From bc633288ad5f36058f4f6e2403293cb24da4439e Mon Sep 17 00:00:00 2001
From: Andy McFadden <fadden@fadden.com>
Date: Sun, 11 Aug 2019 11:27:09 -0700
Subject: [PATCH] Prep work for multi-encoding support

Wrote down research into C64 encodings.

Added source for a first cut at 2016-char-encoding test.
---
 Asm65/CharEncoding.cs                         |  67 ++++++++-
 SourceGen/RuntimeData/Help/codegen.html       |   9 ++
 SourceGen/SGTestData/README.md                |   5 +-
 .../SGTestData/Source/2016-char-encoding.S    | 141 ++++++++++++++++++
 4 files changed, 214 insertions(+), 8 deletions(-)
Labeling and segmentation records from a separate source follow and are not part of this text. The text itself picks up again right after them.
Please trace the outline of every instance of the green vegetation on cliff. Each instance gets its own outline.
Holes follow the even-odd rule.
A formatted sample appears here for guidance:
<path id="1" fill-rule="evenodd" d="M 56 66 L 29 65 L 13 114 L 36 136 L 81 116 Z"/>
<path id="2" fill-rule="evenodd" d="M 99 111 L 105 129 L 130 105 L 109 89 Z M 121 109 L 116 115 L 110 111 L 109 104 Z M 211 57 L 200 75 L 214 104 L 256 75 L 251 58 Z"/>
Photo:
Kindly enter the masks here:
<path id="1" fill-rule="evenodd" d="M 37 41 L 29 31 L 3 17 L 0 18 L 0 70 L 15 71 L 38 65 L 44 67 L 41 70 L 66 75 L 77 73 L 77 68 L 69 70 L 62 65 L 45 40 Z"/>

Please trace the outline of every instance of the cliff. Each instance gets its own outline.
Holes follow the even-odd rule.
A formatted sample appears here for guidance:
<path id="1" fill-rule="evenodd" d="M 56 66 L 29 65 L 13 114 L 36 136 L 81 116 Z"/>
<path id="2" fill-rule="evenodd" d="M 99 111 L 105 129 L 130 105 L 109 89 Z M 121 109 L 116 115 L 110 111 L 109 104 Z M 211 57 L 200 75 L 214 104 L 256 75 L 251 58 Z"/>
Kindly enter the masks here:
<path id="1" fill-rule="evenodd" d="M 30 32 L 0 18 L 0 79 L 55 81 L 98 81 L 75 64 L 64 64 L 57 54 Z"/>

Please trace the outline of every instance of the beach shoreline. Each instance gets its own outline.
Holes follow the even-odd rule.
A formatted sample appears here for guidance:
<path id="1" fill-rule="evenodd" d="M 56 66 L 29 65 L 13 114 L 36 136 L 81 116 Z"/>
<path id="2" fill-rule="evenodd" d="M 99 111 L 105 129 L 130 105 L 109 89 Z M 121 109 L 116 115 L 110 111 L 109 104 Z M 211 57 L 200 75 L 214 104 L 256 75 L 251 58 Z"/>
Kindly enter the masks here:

 create mode 100644 SourceGen/SGTestData/Source/2016-char-encoding.S
diff --git a/Asm65/CharEncoding.cs b/Asm65/CharEncoding.cs
index 7f7b6a5..dbf1461 100644
--- a/Asm65/CharEncoding.cs
+++ b/Asm65/CharEncoding.cs
@@ -22,10 +22,11 @@ namespace Asm65 {
     /// Character encoding helper methods.
     /// </summary>
     public static class CharEncoding {
-        public const char UNPRINTABLE_CHAR = '\ufffd';
+        public const char UNPRINTABLE_CHAR = '\ufffd';  // Unicode REPLACEMENT CHARACTER
 
         /// <summary>
-        /// Determines whether the byte represents a character in the character set.
+        /// Determines whether the byte represents a member of the character set.  The
+        /// specifics (e.g. printable only) are defined by the method.
         /// </summary>
         public delegate bool InclusionTest(byte val);
 
@@ -34,11 +35,13 @@ namespace Asm65 {
         /// does not map to something printable.
         /// </summary>
         /// <remarks>
-        /// Yes, I'm assuming it all fits in the Unicode BMP.  Should be a safe assumption
-        /// for 8-bit computer character sets.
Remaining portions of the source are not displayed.